Ultimamente han aparecido trabajos que describen variables en las fibras amielínicas (Fibras C), las “fibras del dolor”. No hay duda de que en la fibromialgia el organismo no funciona como debiera. Si ponemos la lupa en la sustancia P encontraremos datos de la sustancia P. Si estudiamos la morfometría cortical, encontraremos datos, si hacemos biopsias de piel para cuantificar terminaciones de fibras C, encontrarán algunos menos terminaciones en la piel de extremidades y dirán que la fibromialgia es una neuropatía de fibra fina. Si estudiamos los puntos gatillo encontraremos puntos gatillo y sostendremos la propuesta de que lo fundamental son los puntos gatillo, etc, es decir, Campoamor.

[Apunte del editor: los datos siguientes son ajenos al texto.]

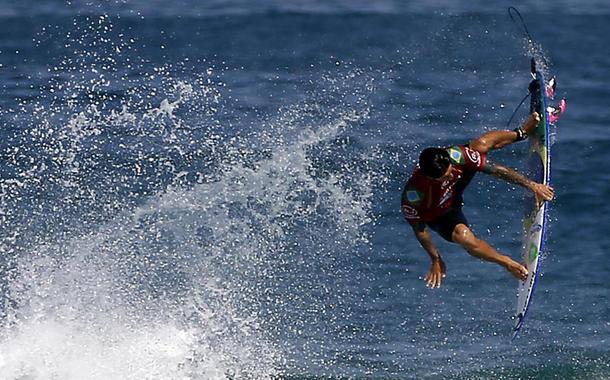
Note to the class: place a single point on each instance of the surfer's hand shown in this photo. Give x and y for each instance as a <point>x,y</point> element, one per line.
<point>542,192</point>
<point>530,125</point>
<point>436,273</point>
<point>517,270</point>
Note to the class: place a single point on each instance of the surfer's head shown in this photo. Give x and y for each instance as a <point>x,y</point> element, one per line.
<point>434,162</point>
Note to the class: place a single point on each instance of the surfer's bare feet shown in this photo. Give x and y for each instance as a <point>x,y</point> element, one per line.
<point>517,270</point>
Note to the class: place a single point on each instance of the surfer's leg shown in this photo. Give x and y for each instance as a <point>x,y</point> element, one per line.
<point>464,236</point>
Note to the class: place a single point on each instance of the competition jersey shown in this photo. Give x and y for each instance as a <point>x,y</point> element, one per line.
<point>425,199</point>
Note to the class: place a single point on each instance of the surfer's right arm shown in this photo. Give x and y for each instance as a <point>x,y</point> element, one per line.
<point>437,268</point>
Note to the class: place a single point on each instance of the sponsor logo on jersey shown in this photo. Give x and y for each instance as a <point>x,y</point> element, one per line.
<point>414,196</point>
<point>473,155</point>
<point>409,212</point>
<point>455,153</point>
<point>448,194</point>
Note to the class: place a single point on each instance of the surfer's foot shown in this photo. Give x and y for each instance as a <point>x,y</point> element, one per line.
<point>550,88</point>
<point>556,112</point>
<point>517,270</point>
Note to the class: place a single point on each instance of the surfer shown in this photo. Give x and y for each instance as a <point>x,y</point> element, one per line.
<point>432,197</point>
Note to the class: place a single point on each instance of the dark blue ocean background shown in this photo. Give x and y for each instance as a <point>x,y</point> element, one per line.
<point>211,189</point>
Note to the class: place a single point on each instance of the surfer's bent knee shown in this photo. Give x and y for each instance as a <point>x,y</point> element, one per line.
<point>463,236</point>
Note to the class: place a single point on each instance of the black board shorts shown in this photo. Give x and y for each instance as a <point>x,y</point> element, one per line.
<point>445,224</point>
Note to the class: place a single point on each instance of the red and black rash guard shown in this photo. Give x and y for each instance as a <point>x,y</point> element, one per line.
<point>425,199</point>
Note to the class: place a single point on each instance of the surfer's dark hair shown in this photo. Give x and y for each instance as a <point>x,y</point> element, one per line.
<point>434,162</point>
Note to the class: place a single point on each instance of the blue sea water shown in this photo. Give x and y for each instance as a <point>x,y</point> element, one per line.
<point>211,189</point>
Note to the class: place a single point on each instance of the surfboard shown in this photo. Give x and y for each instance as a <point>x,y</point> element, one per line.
<point>535,222</point>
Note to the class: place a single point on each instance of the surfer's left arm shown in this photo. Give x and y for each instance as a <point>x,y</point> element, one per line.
<point>542,192</point>
<point>499,139</point>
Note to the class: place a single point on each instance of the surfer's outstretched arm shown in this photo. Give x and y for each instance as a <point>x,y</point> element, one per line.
<point>437,268</point>
<point>499,139</point>
<point>542,192</point>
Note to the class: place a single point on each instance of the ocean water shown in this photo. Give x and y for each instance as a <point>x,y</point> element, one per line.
<point>211,189</point>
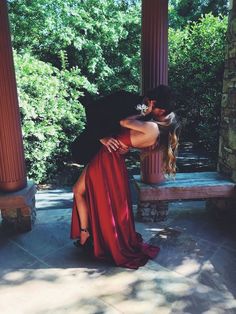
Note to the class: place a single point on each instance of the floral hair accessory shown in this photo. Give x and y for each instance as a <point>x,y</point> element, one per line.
<point>142,108</point>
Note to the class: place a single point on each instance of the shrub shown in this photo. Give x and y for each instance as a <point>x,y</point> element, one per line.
<point>196,73</point>
<point>51,113</point>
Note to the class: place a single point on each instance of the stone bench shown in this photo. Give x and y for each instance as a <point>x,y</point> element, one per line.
<point>18,208</point>
<point>153,198</point>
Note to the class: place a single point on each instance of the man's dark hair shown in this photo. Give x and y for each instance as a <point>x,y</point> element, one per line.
<point>163,96</point>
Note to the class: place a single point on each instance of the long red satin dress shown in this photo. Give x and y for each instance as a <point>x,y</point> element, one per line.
<point>110,211</point>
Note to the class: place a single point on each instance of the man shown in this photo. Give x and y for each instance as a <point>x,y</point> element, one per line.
<point>104,115</point>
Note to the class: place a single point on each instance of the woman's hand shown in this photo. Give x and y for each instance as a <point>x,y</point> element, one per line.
<point>111,143</point>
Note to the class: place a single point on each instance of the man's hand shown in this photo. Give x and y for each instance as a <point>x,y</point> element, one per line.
<point>111,143</point>
<point>123,150</point>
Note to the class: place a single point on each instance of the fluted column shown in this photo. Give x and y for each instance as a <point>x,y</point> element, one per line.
<point>12,162</point>
<point>154,70</point>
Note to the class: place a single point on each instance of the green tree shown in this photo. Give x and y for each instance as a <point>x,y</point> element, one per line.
<point>182,12</point>
<point>100,37</point>
<point>196,72</point>
<point>50,112</point>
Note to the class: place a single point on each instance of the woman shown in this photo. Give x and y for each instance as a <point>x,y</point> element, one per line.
<point>102,208</point>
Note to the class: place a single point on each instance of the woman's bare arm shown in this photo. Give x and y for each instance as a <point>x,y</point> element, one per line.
<point>143,133</point>
<point>142,126</point>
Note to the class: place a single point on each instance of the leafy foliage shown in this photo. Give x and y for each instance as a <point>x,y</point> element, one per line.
<point>196,74</point>
<point>182,12</point>
<point>50,111</point>
<point>101,37</point>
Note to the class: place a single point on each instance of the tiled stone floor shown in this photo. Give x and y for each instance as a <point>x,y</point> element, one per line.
<point>195,272</point>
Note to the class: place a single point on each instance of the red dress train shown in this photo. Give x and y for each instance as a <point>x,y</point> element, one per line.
<point>110,211</point>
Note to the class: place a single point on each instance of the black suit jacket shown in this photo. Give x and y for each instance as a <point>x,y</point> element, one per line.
<point>103,117</point>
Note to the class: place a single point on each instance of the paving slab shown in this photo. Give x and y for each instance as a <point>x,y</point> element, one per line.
<point>43,272</point>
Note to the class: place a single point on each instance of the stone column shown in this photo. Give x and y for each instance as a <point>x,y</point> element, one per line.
<point>17,197</point>
<point>154,70</point>
<point>12,163</point>
<point>227,141</point>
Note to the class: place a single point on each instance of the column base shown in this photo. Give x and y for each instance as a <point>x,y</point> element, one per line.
<point>152,211</point>
<point>18,209</point>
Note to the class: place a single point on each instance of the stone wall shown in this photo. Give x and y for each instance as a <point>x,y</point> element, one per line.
<point>227,147</point>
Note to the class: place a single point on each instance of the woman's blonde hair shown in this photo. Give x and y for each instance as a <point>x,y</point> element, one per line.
<point>167,142</point>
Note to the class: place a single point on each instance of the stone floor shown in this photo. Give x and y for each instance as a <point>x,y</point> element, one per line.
<point>195,272</point>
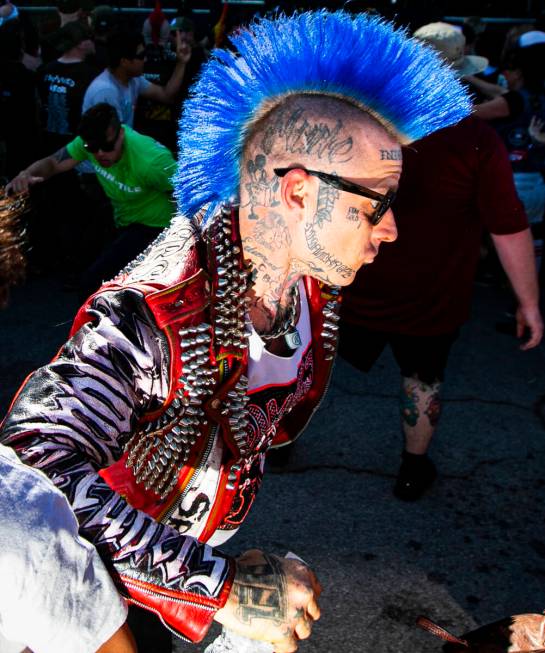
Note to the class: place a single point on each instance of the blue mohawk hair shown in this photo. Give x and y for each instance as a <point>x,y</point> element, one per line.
<point>362,59</point>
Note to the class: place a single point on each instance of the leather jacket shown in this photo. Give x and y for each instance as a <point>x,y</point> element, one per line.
<point>145,406</point>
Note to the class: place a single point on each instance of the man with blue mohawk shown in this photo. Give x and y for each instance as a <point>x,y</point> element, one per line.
<point>217,342</point>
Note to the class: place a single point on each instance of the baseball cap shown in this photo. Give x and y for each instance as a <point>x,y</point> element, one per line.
<point>450,42</point>
<point>71,35</point>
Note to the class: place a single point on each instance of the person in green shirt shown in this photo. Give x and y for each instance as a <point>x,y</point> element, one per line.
<point>135,172</point>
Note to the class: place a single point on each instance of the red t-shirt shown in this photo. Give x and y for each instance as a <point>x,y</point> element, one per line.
<point>454,184</point>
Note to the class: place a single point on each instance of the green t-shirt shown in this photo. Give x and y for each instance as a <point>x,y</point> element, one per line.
<point>139,184</point>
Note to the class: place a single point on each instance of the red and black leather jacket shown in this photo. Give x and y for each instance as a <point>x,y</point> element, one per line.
<point>120,390</point>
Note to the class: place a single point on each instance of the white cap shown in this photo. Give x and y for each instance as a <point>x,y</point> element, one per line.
<point>531,38</point>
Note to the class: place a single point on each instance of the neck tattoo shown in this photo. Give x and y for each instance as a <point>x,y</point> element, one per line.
<point>286,327</point>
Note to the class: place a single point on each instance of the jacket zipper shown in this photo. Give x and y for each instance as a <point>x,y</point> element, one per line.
<point>158,613</point>
<point>196,475</point>
<point>318,403</point>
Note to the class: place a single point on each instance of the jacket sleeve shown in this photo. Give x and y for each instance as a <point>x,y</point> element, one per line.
<point>73,417</point>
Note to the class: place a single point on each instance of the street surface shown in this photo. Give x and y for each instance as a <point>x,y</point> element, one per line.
<point>470,552</point>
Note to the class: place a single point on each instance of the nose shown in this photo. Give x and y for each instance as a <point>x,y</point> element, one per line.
<point>386,230</point>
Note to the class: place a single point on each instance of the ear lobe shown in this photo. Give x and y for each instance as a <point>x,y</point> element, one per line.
<point>294,189</point>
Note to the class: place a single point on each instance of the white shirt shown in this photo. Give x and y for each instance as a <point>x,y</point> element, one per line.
<point>56,594</point>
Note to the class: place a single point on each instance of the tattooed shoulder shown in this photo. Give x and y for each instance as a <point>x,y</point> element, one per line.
<point>61,155</point>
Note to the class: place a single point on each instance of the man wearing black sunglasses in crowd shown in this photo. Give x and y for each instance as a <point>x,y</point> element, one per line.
<point>122,82</point>
<point>134,171</point>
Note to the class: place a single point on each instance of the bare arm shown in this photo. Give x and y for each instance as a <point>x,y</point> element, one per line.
<point>121,641</point>
<point>167,93</point>
<point>496,108</point>
<point>516,254</point>
<point>486,88</point>
<point>41,170</point>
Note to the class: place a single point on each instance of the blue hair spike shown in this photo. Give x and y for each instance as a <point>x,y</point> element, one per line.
<point>401,82</point>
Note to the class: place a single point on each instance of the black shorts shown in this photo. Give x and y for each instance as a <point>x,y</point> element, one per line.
<point>424,357</point>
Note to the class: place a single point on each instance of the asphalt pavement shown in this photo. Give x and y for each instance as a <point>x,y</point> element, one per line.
<point>471,551</point>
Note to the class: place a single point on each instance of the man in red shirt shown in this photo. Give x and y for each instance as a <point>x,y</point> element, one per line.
<point>455,184</point>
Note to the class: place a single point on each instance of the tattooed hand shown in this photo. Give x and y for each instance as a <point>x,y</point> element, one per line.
<point>21,183</point>
<point>272,599</point>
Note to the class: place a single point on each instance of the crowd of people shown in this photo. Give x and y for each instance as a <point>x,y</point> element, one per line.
<point>209,325</point>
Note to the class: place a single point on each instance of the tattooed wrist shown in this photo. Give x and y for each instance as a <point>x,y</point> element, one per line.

Esta vez ha tocado la novedad a los canales arteriovenosos de la piel glabra (sin vello) de palmas y plantas. No se estudiaron los labios menores de la vulva ni el pene (eran mujeres).
Puede que el colectivo de pacientes haya leído con esperanza la noticia: “la fibro no es cosa de la cabeza”; nuevas perspectivas…
Puede que algunas ya estén desencantadas de oir propuestas.
Nosotros seguimos fieles a nuestro cristal: la fibromialgia es una de las muchas formas clínicas de expresarse un estado de sensibilización central: ya conocen nuestra opinion: un organismo razonablemente sano gestionado por un cerebro equivocado.
Cerebro no es igual a individuo. Cerebro no quiere decir psicológico ni psicosomático. Las neuronas son células. La cultura condiciona la conectividad, la serotonina, la noradrenalina, la dopamina, la sustancia P, el que uno se ponga colorado y… ¿por qué no? el que tenga más o menos terminales nerviosas en las comunicaciones entre arterias y vénulas.
La cultura es biología. Quizás no la podemos cuantificar pero sí cualificar. Los datos, una vez reproducidos y validados, siempre deben ser respetados. Las hipotesis deben contemplar todos los datos y contener calidad científica.
Este estudio, en mi opinion, no la tiene.